The company is gambling its future on Stories, which is growing in popularity but isn't early as lucrative as Facebook's News Feed. Facebook is also betting on its engineers' ability to rid the platform of disinformation campaigns, abuse and hate speech.
Meanwhile, Facebook (FB) is exhibiting all of the signs of a company in transition, and the new normal for Facebook isn't pretty. Sales were up 33% last quarter -- the worst performance in six years. Profit grew only 9%, worst in more than three years.
Investors are giving Facebook some leeway. After sending the stock down by a third following its miserable July earnings report, Facebook shares rose 6% Wednesday.
Is Stories really the new News Feed? Zuckerberg thinks the 24-hour photo- and video-sharing feature is the future, although he conceded on a conference call with Wall Street analysts Tuesday that the transition "hasn't been as smooth as I'd hoped." He said that Stories is growing quickly, and he believes the format will be better positioned to take over for the News Feed soon.
Disappearing content is very popular, demonstrated by Facebook's success integrating Stories into Instagram. More than 400 million people use the popular feature each day, up from 250 million last year. It's so successful that it has taken customers away from Snapchat, which pioneered the concept of Stories and disappearing messages.

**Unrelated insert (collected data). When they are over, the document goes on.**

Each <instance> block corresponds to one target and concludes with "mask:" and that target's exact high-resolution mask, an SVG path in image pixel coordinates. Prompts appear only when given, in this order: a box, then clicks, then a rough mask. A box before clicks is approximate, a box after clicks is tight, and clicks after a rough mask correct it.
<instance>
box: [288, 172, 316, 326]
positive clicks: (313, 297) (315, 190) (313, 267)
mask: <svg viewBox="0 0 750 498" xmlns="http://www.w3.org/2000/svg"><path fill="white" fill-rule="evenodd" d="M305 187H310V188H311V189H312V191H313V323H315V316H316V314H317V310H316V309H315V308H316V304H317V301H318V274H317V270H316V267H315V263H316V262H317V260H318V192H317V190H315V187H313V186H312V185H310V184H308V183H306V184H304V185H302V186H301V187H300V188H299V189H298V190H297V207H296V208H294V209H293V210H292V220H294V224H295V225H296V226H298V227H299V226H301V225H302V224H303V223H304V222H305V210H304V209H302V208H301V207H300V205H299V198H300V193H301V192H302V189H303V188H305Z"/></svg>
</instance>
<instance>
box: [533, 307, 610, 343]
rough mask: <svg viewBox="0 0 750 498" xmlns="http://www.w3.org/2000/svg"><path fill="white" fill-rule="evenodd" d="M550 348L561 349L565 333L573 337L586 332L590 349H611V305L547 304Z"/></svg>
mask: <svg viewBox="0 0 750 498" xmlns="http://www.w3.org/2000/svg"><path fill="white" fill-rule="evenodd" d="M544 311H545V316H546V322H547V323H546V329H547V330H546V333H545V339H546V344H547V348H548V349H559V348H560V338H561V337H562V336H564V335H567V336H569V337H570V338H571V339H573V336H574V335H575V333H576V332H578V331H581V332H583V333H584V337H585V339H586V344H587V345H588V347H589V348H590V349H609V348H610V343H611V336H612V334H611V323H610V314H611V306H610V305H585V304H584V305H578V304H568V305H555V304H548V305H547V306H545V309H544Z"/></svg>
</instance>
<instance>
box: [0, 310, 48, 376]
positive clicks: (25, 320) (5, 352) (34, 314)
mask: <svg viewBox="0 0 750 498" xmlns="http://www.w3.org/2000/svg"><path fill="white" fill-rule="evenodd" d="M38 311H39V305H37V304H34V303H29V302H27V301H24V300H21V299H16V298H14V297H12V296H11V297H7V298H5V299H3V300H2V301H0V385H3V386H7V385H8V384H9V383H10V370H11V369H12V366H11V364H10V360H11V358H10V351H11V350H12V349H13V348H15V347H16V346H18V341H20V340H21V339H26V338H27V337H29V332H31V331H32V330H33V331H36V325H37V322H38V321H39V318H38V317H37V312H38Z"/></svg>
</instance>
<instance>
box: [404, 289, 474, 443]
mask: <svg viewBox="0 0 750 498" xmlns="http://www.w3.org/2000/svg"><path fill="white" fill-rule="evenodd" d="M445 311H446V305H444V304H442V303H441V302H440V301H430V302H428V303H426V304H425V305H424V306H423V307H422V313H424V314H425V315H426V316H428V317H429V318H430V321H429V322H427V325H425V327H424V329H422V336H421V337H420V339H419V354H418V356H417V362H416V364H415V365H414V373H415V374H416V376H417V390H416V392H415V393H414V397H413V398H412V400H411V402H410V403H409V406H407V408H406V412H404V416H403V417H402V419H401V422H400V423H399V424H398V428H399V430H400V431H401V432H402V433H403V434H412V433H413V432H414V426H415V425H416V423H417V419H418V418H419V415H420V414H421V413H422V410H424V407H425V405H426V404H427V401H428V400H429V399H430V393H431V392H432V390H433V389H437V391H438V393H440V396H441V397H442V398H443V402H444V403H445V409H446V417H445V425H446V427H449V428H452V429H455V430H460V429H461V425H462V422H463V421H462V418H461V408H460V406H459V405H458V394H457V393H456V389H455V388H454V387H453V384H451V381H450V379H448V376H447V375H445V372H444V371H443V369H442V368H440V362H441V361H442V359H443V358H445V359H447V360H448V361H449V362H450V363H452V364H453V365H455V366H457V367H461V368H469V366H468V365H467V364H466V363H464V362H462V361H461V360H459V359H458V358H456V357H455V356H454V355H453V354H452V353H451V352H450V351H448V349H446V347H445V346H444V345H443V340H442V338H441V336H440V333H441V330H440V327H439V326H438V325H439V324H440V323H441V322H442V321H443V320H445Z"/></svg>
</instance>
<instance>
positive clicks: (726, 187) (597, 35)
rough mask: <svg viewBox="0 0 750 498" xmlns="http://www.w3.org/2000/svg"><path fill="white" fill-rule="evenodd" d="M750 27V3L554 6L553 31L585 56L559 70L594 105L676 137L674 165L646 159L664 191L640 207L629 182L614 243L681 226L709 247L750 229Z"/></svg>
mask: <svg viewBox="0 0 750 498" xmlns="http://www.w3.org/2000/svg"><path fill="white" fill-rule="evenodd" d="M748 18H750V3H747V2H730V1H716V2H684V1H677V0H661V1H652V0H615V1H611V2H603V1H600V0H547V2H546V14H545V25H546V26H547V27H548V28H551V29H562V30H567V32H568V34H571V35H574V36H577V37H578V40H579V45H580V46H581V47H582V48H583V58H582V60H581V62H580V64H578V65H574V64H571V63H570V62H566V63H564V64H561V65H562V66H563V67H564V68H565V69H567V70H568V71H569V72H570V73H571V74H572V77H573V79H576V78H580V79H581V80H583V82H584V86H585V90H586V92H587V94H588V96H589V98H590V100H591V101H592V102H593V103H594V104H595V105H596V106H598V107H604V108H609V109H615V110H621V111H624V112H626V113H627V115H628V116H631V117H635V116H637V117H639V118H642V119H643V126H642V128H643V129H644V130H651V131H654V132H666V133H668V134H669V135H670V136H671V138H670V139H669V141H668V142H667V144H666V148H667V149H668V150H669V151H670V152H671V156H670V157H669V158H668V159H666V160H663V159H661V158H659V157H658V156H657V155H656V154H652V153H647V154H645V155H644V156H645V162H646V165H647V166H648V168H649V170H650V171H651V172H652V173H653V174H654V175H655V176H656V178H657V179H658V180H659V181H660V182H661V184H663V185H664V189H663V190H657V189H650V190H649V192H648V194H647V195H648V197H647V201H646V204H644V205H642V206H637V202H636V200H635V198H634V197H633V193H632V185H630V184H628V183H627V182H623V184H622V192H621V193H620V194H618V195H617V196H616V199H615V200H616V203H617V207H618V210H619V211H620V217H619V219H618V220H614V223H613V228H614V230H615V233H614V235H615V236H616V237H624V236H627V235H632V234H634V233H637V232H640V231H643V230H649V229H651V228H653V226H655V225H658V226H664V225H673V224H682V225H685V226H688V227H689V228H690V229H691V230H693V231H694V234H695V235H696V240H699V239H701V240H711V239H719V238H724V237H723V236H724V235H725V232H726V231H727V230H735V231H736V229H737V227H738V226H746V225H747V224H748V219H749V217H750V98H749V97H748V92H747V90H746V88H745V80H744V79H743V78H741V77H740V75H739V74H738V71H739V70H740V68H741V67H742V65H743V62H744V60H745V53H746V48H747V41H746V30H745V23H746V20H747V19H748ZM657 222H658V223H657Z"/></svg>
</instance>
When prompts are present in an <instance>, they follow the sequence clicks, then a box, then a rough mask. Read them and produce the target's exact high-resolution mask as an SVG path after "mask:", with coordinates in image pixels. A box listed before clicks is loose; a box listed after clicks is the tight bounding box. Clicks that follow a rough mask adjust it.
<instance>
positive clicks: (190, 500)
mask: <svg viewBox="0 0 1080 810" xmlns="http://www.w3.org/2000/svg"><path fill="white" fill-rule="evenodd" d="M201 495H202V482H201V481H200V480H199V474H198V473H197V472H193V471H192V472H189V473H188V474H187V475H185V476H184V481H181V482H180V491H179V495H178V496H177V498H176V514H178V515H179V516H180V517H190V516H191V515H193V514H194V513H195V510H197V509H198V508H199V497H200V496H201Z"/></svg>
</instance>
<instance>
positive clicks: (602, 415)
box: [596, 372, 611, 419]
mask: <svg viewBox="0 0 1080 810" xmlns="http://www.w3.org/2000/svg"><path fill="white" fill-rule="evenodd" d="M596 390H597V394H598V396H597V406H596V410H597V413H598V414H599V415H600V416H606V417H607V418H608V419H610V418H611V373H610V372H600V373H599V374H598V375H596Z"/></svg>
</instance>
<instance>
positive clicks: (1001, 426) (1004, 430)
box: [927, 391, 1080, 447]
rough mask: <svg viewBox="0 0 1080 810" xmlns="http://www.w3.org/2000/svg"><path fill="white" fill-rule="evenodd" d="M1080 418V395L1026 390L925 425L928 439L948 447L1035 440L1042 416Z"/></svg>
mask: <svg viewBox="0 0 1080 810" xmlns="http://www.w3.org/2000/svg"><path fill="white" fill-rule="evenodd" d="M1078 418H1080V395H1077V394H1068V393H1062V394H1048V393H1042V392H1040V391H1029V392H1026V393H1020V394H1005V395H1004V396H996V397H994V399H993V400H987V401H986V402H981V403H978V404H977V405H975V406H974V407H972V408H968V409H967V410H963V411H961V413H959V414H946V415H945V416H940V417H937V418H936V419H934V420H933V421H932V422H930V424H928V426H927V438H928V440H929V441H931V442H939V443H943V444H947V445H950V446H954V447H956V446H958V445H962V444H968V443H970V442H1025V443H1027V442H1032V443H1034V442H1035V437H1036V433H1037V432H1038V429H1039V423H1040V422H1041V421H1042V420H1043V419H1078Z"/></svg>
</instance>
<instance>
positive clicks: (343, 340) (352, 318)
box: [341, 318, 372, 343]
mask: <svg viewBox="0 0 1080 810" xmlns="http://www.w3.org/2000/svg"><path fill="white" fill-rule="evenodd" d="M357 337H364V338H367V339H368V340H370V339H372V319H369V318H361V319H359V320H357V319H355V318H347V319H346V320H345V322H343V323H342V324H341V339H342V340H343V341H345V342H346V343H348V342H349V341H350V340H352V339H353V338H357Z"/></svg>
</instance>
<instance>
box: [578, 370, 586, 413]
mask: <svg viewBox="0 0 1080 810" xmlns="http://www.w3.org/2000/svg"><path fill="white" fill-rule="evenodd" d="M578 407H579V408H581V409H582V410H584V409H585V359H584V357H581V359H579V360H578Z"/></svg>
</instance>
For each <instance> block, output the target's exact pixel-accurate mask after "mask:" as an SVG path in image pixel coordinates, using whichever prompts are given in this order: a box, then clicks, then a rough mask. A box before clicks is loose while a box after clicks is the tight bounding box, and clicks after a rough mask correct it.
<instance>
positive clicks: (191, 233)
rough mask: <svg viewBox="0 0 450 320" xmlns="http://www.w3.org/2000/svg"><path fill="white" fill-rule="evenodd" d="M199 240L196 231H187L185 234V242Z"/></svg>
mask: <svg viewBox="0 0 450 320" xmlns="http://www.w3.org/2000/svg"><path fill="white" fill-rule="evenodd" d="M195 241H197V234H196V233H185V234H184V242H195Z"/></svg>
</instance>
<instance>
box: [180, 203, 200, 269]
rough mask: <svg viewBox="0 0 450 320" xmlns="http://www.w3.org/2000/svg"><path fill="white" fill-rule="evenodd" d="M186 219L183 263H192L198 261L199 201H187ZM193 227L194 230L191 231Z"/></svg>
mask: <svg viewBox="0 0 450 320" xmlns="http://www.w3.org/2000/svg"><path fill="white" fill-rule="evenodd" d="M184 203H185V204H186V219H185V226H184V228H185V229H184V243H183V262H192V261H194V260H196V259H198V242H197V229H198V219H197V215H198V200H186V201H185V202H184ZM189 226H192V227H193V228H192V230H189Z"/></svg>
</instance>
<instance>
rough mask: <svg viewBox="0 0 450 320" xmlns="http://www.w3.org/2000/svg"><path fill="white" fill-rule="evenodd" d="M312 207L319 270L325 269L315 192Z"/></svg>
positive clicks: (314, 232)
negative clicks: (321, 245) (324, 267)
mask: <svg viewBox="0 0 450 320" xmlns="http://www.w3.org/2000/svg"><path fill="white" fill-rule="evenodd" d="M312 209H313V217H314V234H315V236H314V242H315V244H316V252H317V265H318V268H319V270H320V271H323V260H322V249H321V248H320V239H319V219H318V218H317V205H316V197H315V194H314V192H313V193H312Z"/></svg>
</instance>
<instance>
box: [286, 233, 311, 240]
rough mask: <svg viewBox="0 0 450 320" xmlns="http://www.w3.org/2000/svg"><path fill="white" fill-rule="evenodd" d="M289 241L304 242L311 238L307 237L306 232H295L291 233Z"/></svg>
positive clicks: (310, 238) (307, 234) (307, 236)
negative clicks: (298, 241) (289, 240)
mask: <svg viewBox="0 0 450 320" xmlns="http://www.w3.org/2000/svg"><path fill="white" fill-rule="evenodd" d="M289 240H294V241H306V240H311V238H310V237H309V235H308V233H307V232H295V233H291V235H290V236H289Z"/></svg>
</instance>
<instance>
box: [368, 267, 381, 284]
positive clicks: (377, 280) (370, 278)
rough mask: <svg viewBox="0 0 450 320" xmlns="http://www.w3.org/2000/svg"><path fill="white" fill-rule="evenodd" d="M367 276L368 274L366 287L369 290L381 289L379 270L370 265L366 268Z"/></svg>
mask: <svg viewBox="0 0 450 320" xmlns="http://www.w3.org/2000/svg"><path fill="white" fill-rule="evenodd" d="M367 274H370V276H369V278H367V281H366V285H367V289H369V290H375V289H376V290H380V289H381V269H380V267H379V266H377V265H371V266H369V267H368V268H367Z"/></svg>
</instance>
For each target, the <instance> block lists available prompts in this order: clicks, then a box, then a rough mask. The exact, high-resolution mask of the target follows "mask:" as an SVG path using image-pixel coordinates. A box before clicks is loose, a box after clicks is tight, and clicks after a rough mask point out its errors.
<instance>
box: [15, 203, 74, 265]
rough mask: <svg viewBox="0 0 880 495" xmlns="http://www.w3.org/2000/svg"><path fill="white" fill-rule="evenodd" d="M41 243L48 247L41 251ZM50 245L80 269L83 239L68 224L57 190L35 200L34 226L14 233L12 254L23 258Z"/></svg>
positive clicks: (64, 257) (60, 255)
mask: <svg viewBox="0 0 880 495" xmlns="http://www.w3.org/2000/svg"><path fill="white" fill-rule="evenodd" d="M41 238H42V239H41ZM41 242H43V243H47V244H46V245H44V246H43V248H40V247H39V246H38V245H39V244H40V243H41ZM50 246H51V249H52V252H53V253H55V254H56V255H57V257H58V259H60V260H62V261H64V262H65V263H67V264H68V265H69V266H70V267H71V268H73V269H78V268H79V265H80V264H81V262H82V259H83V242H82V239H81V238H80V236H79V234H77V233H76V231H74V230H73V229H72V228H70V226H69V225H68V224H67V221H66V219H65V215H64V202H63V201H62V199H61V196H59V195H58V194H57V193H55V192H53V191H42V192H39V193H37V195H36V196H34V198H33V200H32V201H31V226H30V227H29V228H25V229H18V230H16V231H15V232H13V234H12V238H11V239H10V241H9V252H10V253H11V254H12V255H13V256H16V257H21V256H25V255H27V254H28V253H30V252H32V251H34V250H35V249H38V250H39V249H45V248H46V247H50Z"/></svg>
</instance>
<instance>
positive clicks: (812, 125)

But for Stories to become the "new" News Feed, Facebook will have to hope adoption picks up. The company said 300 million people use the feature every day on Facebook -- a big number but a relatively small percentage of the 1.5 billion people who use Facebook every day.
Advertisers have been tepid about diving into video advertising on Facebook, Zuckerberg admitted Wednesday, although they tend to go where the people are -- and most people are still using the News Feed.
Yet there's hope that Stories can succeed on Facebook. The growth of the format on Instagram and WhatsApp is indisputable. Zuckerberg likened the transition to the shift from desktop to mobile: When Facebook when public in 2012, it made no money from mobile advertising. Mobile now accounts for 92% of Facebook's ad sales.
Innovator's dilemma
Facebook's situation is far from dire. The success of Facebook's other apps like Instagram and WhatsApp have been important to the company's growth: Instagram recently hit 1 billion users and Facebook also said it estimates more than 2.6 billion people now use Facebook, WhatsApp, Instagram or Messenger each month.
But Facebook is bumping up against what all successful innovators go through at one point or another: The main cash cow has reached a point of saturation. Facebook is by far the most successful technology product in history -- and at some point Facebook is just going to run out of people to join.
That has been particularly difficult in recent years, after state-sponsored disinformation campaigns, a giant hack, a major privacy scandal and continued abuse of the platform have dominated headlines. Zuckerberg said the company continues to battle for control of its platform.
He said that 2019 will be another year of significant investment, and Chief Financial Officer Dave Wehner said Facebook's advertising growth would come from its newest products.
Sometimes these growth strategies work. Microsoft (MSFT) bet big on the cloud a decade ago, when Windows and Office had reached saturation but were still its most lucrative products. Microsoft is now the second most-valuable company on the stock market, and its Azure business is booming. It gives away Windows updates for free.
But around the same time, Hewlett-Packard (HPE) gambled on enterprise services, which was a big growth market 10 years ago. It spent tens of billions of dollars acquiring companies. But the enterprise services market collapsed, and HP sold off its unit for a fraction of the cost. The company split up and is a shell of its once-great self.